Oggi viviamo l’emergenza. Ma questo non può e non deve impedirci di allargare lo sguardo: indietro – per non dimenticare come siamo arrivati fin qui; avanti – per non rinunciare a una prospettiva di difesa del principio di unità della Repubblica come elemento in nome del quale pretendere la rimozione delle diseguaglianze che continua, emergenza compresa, a presentarsi ai nostri occhi.

Come per tutti la priorità oggi e per sempre è la centralità della vita umana; ma mentre rispettiamo, come tutti, le consegne che ci vengono date per l’emergenza, sappiamo anche che le lotte non sono sospese, per esempio per gli operai e i lavoratori che si battono per le condizioni di sicurezza o per quanti hanno perso il lavoro o parte dello stipendio. E’ il momento dei pacati ragionamenti, della riflessione, a cui invitiamo tutti. Ma è anche il momento per prendere delle posizioni se necessario, per denunciare i pericoli che già si affacciano, per spingere chi ha responsabilità ad assumersele fino in fondo.

E’ necessario farci un promemoria e un vademecum per il dopo, che impedisca che l’entusiasmo del ritorno alla vita di sempre, configuri un ritorno alle brutture che il nostro passato ha istituzionalizzato in nome del profitto, di un’idea proprietaria ed egoistica, di un’ingiusta idea di crescita, di un ambiguo concetto di progresso.

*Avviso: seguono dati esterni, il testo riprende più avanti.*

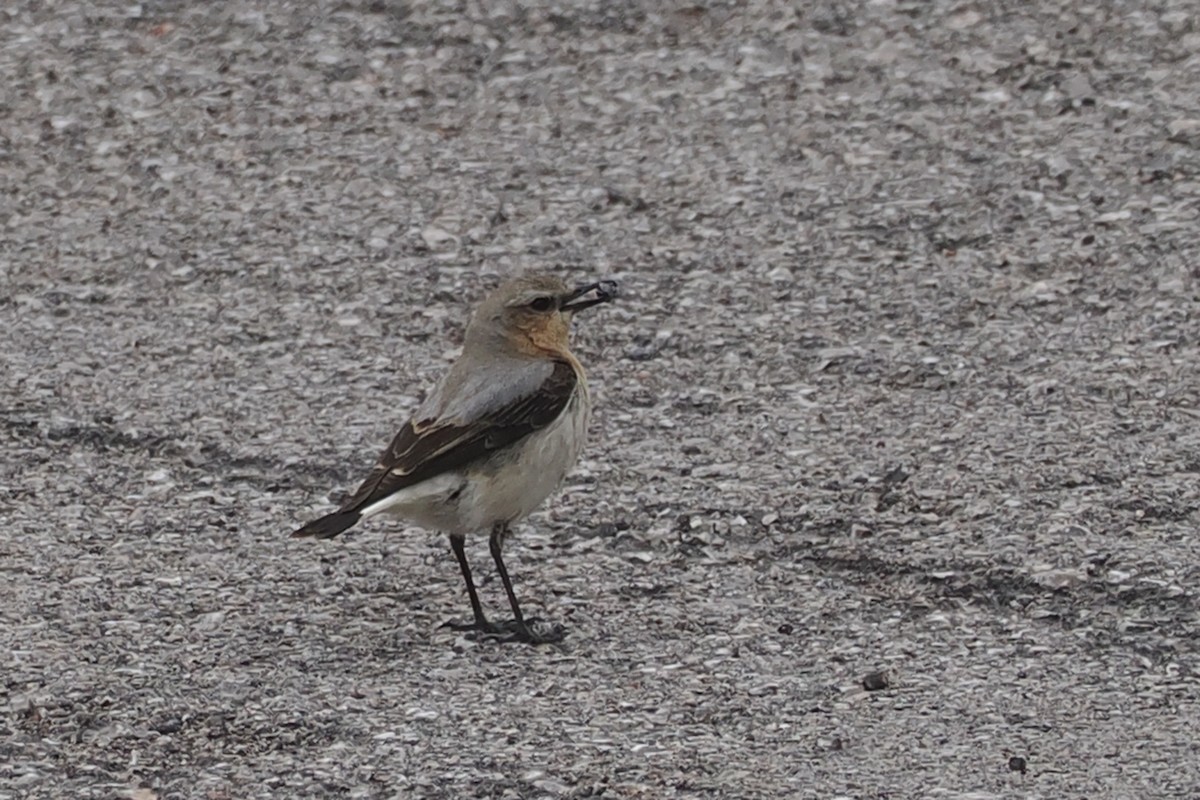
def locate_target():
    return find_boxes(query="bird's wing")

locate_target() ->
[341,361,578,512]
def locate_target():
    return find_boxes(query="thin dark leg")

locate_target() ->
[444,534,503,633]
[487,523,528,630]
[487,523,564,644]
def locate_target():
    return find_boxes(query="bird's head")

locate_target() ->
[467,273,617,357]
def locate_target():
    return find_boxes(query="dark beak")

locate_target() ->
[558,281,619,312]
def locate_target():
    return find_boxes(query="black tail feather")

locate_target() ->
[292,511,362,539]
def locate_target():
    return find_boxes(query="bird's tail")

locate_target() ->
[292,511,362,539]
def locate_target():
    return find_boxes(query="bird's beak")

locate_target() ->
[558,281,619,312]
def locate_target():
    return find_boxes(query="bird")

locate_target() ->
[292,272,618,644]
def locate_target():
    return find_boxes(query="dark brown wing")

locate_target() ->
[340,361,578,512]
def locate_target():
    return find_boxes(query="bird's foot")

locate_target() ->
[442,616,566,644]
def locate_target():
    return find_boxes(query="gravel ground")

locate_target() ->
[0,0,1200,800]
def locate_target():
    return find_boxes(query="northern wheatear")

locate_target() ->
[292,275,617,644]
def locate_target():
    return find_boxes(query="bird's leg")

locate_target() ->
[442,534,508,633]
[487,522,565,644]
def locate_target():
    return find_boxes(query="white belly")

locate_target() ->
[362,389,588,534]
[460,392,588,530]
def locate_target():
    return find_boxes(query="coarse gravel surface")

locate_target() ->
[0,0,1200,800]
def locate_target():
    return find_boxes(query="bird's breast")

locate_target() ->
[460,384,590,529]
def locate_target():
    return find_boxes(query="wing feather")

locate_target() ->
[338,361,578,513]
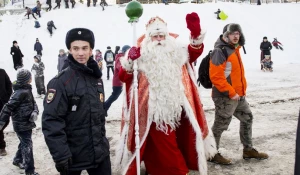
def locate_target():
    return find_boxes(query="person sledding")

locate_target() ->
[272,38,283,50]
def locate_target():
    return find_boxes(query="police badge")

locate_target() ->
[47,89,56,103]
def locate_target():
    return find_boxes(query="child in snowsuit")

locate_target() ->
[261,55,273,72]
[95,49,103,63]
[10,41,24,70]
[34,21,41,28]
[53,0,61,9]
[47,21,57,36]
[272,38,283,50]
[36,1,42,17]
[46,0,52,12]
[0,69,39,175]
[31,55,46,98]
[24,7,36,19]
[215,9,221,20]
[34,38,43,56]
[104,46,115,80]
[260,36,272,70]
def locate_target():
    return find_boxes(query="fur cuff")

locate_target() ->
[190,29,206,46]
[120,50,133,72]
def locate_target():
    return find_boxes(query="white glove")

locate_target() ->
[190,29,206,46]
[31,70,36,75]
[29,112,38,122]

La centralità della vita umana è inscindibile dalla constatazione della garanzia di diritti uguali ovunque si sia nati; e pertanto è incompatibile con la svendita di parti importanti di quello che si chiama non a caso Servizio Sanitario Nazionale ai privati, per propria natura guidati da una logica di profitto.

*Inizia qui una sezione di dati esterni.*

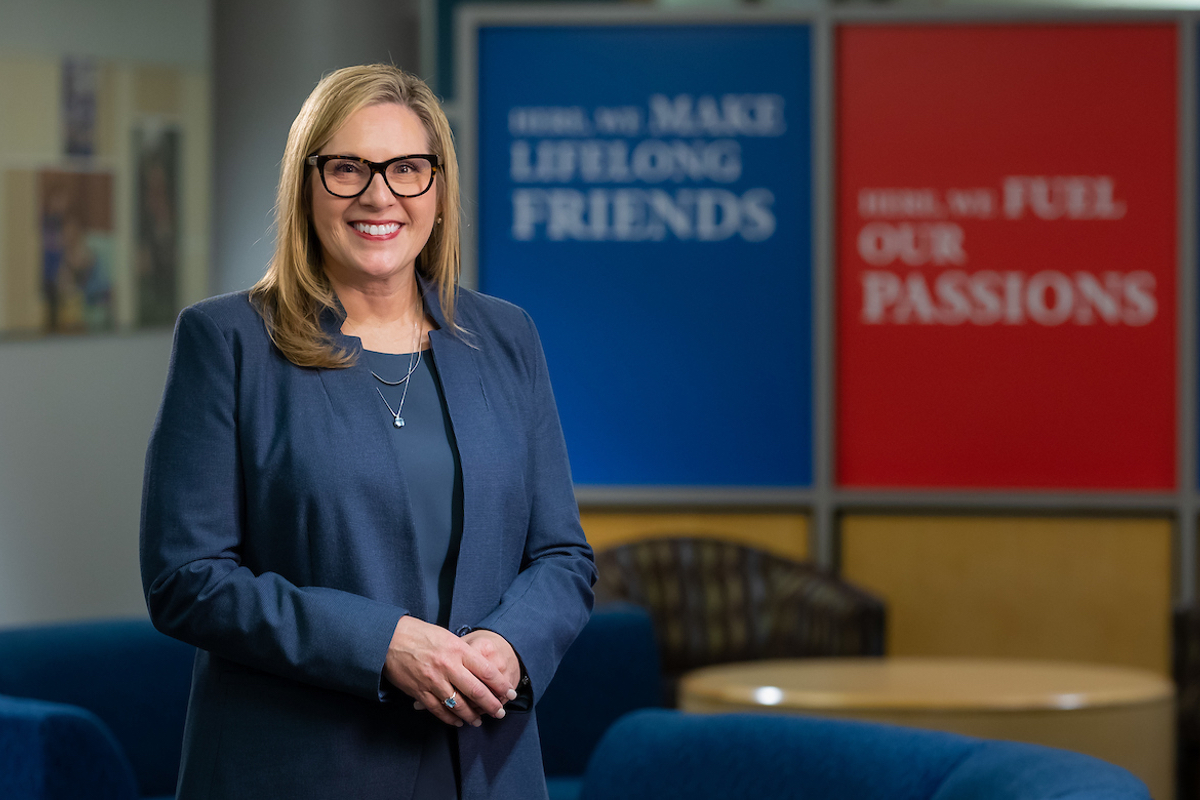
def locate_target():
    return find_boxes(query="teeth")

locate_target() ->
[354,222,400,236]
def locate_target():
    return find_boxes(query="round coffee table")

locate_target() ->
[679,657,1175,800]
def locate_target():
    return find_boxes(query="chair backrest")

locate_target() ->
[581,710,1150,800]
[596,537,886,675]
[0,694,138,800]
[0,620,196,795]
[538,603,662,776]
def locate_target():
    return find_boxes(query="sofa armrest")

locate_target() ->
[0,694,138,800]
[930,740,1151,800]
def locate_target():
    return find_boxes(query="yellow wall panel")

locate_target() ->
[841,515,1171,674]
[580,511,809,561]
[0,56,62,155]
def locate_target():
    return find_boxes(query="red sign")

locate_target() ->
[836,24,1177,489]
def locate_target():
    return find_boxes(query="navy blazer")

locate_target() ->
[142,278,595,800]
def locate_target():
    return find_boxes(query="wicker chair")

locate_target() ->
[596,537,886,704]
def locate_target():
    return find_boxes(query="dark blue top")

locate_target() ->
[362,350,462,627]
[362,349,462,800]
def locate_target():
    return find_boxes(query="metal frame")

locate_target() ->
[455,5,1200,594]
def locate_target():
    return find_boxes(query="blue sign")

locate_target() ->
[478,24,814,487]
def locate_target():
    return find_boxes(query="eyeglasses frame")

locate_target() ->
[305,152,442,200]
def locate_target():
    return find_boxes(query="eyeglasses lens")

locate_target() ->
[324,158,433,197]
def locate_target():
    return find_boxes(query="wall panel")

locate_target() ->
[841,515,1171,674]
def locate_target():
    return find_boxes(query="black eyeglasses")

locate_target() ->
[306,154,442,198]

Se oggi possiamo dire con certezza che ciò che rimane della sanità pubblica costituisce – grazie anche all’eroismo di medici, infermieri, OS, volontari delle ambulanze – un presidio di democrazia, il baluardo di difesa dal disastro totale, nondimeno va detto che l’attacco che la sanità ha subito negli ultimi trent’anni ha contribuito ad alimentare la situazione drammatica di oggi. Non solo per i posti letto soppressi, gli ospedali chiusi, i raparti eliminati (da 7600 a 5000 di terapia intensiva dal 2010 al 2017, ma negli anni ’80 erano il triplo), il personale ridotto di decine di migliaia, la carenza di strumenti, ma anche per la ricerca amputata e privatizzata, per l’attacco subito dall’Istituto Superiore di sanità che ha portato danni enormi sulla capacità di previsione e gestione della crisi, per una comunità scientifica troppe volte prona più alle esigenze della politica che all’interesse generale.

Oggi, attoniti e scioccati, sentiamo uomini politici dire che “bisogna scegliere chi far vivere e chi far morire” perché mancano i posti in terapia intensiva. Lo sentiamo al Nord: che cosa sarebbe accaduto o potrebbe accadere se la zona di maggiore propagazione del virus fosse stata non la Lombardia o altre regioni vicine, ma qualsiasi altra regione del Meridione di Italia, le cui strutture già oggi, con un contagio incomparabilmente meno virulento, stanno cominciando ad accusare i colpi della pressione dell’epidemia?

E il Coronavirus non è precisamente un affare: quale è stata la tempestività con cui cliniche private, ricoveri per anziani hanno comunicato il diffondersi del contagio? Quale è stato il ruolo che le strutture private stanno svolgendo nell’opposizione al virus?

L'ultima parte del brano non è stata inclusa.